Het terechte verwijt met betrekking tot de te grote uitgaven voor reiskosten rechtvaardigt naar het oordeel van het hof evenmin ontbinding op de g-grond, nu mede gelet op de duur van het dienstverband geen sprake hoefde te zijn van een onherstelbaar verstoorde verhouding. Niet duidelijk is gemaakt waarom niet volstaan had kunnen worden met een harde maar duidelijke correctie in de vorm van bijvoorbeeld terugvordering van de ten onrechte betaalde reiskosten en een officiële waarschuwing.
5.12
Het beroep op de h-grond is door FHCN in haar ontbindingsverzoek uitermate kort toegelicht. Zij heeft daarbij volstaan met te wijzen op gebleken verschil van inzicht ten aanzien van het te voeren (financiële) management over FCHB. Zoals uit de eerste zin van overweging 5.11 volgt, is dat geen antwoord op de vraag die aan de orde is. Ook tijdens de mondelinge behandeling in eerste aanleg is de h-grond niet nader onderbouwd, zoals volgt uit de overgelegde pleitnotities en het proces-verbaal.
Nu in hoger beroep eveneens een andere, wel steekhoudende, onderbouwing is uitgebleven, komt het hof tot de conclusie dat er geen reden was voor ontbinding op de g- of h-grond.

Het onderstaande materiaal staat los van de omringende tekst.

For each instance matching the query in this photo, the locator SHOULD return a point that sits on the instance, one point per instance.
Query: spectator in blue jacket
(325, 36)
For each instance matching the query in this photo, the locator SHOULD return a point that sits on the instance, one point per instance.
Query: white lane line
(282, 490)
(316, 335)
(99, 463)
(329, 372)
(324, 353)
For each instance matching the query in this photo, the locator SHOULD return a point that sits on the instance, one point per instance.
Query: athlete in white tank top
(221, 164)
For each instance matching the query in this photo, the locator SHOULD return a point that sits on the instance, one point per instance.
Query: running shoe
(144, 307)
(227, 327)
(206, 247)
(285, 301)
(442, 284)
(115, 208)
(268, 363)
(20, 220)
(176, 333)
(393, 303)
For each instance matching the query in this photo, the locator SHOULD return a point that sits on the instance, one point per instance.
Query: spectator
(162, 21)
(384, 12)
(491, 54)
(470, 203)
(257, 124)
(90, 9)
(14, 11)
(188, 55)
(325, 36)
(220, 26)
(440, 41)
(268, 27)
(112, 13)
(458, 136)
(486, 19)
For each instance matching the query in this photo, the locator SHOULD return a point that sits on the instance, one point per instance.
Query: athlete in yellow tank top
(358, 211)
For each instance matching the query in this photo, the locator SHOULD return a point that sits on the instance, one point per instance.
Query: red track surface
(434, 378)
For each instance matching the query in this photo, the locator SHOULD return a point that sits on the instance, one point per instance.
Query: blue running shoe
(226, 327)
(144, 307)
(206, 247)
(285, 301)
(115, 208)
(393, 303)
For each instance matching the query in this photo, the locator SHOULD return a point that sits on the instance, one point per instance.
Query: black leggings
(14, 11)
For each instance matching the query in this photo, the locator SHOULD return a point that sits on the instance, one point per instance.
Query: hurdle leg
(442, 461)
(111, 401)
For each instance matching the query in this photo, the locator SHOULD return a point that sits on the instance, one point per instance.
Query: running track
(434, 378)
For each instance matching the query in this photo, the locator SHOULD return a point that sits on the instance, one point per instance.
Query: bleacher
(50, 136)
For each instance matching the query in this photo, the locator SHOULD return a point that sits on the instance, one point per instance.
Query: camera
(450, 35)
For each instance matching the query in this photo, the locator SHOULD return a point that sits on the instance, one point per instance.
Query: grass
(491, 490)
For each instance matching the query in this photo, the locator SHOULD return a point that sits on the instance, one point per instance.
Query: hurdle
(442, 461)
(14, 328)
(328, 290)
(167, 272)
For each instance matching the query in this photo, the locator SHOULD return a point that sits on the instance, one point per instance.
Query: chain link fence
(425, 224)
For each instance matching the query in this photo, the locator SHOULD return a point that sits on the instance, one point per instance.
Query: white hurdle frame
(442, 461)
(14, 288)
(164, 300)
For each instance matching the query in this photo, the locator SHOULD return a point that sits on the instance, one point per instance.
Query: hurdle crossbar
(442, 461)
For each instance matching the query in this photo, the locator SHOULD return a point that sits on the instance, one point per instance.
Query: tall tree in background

In zoverre slaagt grief 3.
5.13
Voor dat geval heeft [verzoeker] in hoger beroep verzocht om herstel dan wel een billijke vergoeding. Het verzoek tot herstel is strijdig met de door [verzoeker] zelf gewenste ontbinding op de voet van artikel 7:686 BW, waarmee hij zijn verzoek in eerste aanleg heeft vermeerderd. Een veroordeling tot herstel is bovendien niet concreet uitvoerbaar, nu niet duidelijk is in welke functie dat zou moeten zijn. FHCN heeft onweersproken gesteld dat de functie die [verzoeker] voor zijn uitzending bekleedde, na reorganisatie niet meer bestaat en dat vacatures niet bij [verzoeker] pasten (zie productie 29 bij het ontbindingsverzoek).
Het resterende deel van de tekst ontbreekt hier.